4 Tenha paciência para aguentar o diretor; saiba que você é meio terapeuta dele
Terei que discordar completamente. O problema é que muitos roteiristas têm paciência com o diretor. E não, o cara que escreve a história não é meio (nem inteiro) terapeuta de diretor. Isso só colabora para a desgraça que a profissão vive no Brasil. Roteirista é um profissional como outro qualquer (mais até do que o “outro qualquer”, dependendo do caso) e não tem que puxar saco do diretor só porque o chefe conseguiu verba da Ancine. Esqueça isso.
5 Saiba cobrar pelo seu trabalho e faça marketing pessoal
Finalmente algo que vale a pena prestar atenção. Roteirista tem que ficar atento aos valores justos (eu sei, é impossível) e vender seu peixe. Infelizmente, duas coisas que a grande maioria ainda não consegue fazer com muito sucesso. Porque o mercado precisa se acostumar com a importância dos roteiros; e porque os roteiristas precisam se conformar que não são terapeutas, mas sim peças fundamentais para a realização de um trabalho para cinema e TV.
EVITE
1 Não se confunda com um personagem ou você não conseguirá multiplicar pontos de vista
Nem sei o que dizer. E se o filme tiver apenas um protagonista bipolar? Como assim “não se confunda com um personagem”? Aí o cara não é roteirista, é louco mesmo.
2 Não julgue seus personagens; ame a todos sem reservas
Wow. Vai explicar isso para os irmãos Coen, que odeiam seus personagens e fazem filmes espetaculares. E que tal o Haneke? Você tem que entender as motivações de seus personagens e saber quem são eles. Agora, julgá-los, fica a seu critério.
3 Procure colocar opiniões em debate em vez de defender uma única
Aqui percebo uma confusão. Esses tópicos estão sob o guarda-chuva “Evite”, mas são estranhos, não? É para evitar colocar opiniões em debate?

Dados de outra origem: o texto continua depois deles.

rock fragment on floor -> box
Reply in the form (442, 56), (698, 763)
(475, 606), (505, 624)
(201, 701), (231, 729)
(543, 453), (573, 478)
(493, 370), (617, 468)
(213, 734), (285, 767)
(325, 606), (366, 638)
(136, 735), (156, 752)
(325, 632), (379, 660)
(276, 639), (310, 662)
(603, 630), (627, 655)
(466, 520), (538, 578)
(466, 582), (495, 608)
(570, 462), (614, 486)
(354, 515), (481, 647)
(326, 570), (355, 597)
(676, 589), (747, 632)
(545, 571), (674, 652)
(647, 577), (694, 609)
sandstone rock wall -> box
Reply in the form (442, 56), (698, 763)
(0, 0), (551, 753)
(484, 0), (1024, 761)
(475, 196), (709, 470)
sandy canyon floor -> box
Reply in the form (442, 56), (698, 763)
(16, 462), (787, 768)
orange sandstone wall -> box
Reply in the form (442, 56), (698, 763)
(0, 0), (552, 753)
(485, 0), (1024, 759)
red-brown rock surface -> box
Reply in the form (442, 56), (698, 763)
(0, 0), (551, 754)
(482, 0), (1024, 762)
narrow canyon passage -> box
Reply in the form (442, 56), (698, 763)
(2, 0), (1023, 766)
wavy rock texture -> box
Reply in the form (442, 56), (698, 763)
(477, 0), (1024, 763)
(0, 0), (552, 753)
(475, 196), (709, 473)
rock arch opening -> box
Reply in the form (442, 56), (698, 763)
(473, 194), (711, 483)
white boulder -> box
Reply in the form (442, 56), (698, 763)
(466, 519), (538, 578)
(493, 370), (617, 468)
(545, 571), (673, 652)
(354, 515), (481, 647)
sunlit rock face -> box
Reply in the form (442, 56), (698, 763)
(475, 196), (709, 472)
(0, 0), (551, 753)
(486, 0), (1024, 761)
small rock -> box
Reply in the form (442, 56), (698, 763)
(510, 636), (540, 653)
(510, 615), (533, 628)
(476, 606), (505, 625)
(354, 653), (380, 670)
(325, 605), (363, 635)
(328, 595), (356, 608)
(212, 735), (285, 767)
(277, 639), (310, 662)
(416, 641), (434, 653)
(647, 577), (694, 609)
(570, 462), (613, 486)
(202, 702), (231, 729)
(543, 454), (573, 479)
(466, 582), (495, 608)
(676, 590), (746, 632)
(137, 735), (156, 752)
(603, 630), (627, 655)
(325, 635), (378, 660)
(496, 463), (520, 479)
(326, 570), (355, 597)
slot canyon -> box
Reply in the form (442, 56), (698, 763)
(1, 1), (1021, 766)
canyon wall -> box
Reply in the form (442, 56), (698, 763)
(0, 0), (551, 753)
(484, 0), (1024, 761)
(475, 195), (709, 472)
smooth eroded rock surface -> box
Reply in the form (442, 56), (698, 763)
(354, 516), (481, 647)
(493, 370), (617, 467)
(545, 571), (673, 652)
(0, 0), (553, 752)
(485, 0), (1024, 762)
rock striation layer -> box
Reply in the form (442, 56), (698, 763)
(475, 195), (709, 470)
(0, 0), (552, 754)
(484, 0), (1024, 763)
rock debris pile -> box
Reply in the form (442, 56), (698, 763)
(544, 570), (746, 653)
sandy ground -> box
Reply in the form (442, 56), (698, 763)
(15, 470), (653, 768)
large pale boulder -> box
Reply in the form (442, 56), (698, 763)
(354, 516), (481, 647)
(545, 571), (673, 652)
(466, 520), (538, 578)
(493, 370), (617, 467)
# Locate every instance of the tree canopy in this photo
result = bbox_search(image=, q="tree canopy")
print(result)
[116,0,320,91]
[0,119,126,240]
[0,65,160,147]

Bom, de qualquer maneira parece mais dica de autoajuda para o dia-a-dia do que para escrever um roteiro. Acho que a melhor coisa a fazer é defender sua opinião sobre personagens, trama, reviravoltas etc. Sim, coloque em debate, mas tenha uma opinião. Não?
4 Não escreva sem saber onde quer chegar ou você vai bater de frente com o muro
Muitas vezes, essa batida no muro é que fornece uma solução para a história. Cada um tem um método. Tem gente que tem o começo e o final; outras que só têm o começo; algumas que vagamente sabem o final; e a maioria não sabe de porra nenhuma, mesmo assim escreve coisas ótimas.
5 Cole em quem você admira
De novo, é para colar ou evitar colar? A ilustração que acompanha essa dica é sem dúvida a mais hilária. Mostra um cidadão encoxando um autor careca (seria o Matthew Weiner, de Mad Men?). Enfim, a melhor coisa a fazer é não encoxar ninguém (quer dizer, depende de quantos drinques vocês tomaram, onde estão, se vocês se gostam etc.). Mas sempre é bacana procurar pessoas que você confia e gosta. Pedir conselhos pessoalmente é melhor do que ler esses quadrinhos.